While Lei’s character was admirable in how she dealt with her situation, I have to admit that I didn’t really connect with her—which I think is perhaps the main reason why I didn’t enjoy this book as much as I expected to. Yes, she’s undoubtedly brave for having stood up to the Demon King, but I also felt that (ironically) her character was a little helpless and lacked strength. Her emotions and actions were so dependent on other characters pulling her through and what I found really frustrating was that she would dive into these situations without any forethought into how it would affect others; especially if she failed, which she did almost every time. I know this is YA, and really, Ngan does a great job in capturing the internal coming-of-age struggles of a teenage girl and an even better job at capturing the struggles of a young woman discovering her sexuality. However, Lei’s character just didn’t latch on to me. In many ways, I see Lei as being so far from the typical ‘fierce, strong, warrior, self-saving heroine’ that YA fantasy is full of and this is definitely not a bad thing but for some reason she just didn’t work for me…

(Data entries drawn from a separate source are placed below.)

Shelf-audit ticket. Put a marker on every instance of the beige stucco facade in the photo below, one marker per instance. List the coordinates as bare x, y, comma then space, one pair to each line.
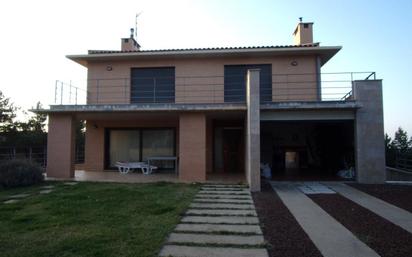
199, 113
201, 80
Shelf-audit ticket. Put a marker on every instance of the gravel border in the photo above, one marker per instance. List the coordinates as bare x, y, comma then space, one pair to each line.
384, 237
282, 232
398, 195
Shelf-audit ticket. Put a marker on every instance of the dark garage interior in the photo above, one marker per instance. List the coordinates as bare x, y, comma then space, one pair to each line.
307, 150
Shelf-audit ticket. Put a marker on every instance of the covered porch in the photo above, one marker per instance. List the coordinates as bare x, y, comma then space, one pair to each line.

It was unfortunate that the majority of the Paper Girls and other characters experience little to no growth, save for one other Paper Girl, Aoki, who goes through just as much change as Lei. It was actually quite painful (in the best way) to see how Aoki’s character develops, especially in relation to Lei’s, and I can see her playing a much bigger and potentially more sinister role in the upcoming book(s). The next one is meant to come out towards the end of 2019 and Ngan will apparently make an announcement about the upcoming book’s title very soon. I personally hope that how I feel about Lei’s character improves or changes in the next book and that the pace of the story picks up a little bit. I felt the pacing was a bit slow for me at times and the climax I was anticipating towards the end, also didn’t hit that ‘satisfying’ spot for me.

But it really wasn’t all negative for me—even though maybe this review might make it seem so. I did enjoy this book, just not as much as I hoped to. That won’t stop me from picking up the next one though! I look forward to diving back into Ikhara and seeing where the story takes us next 🙂

Have you read Girls of Paper and Fire or is it on your TBR?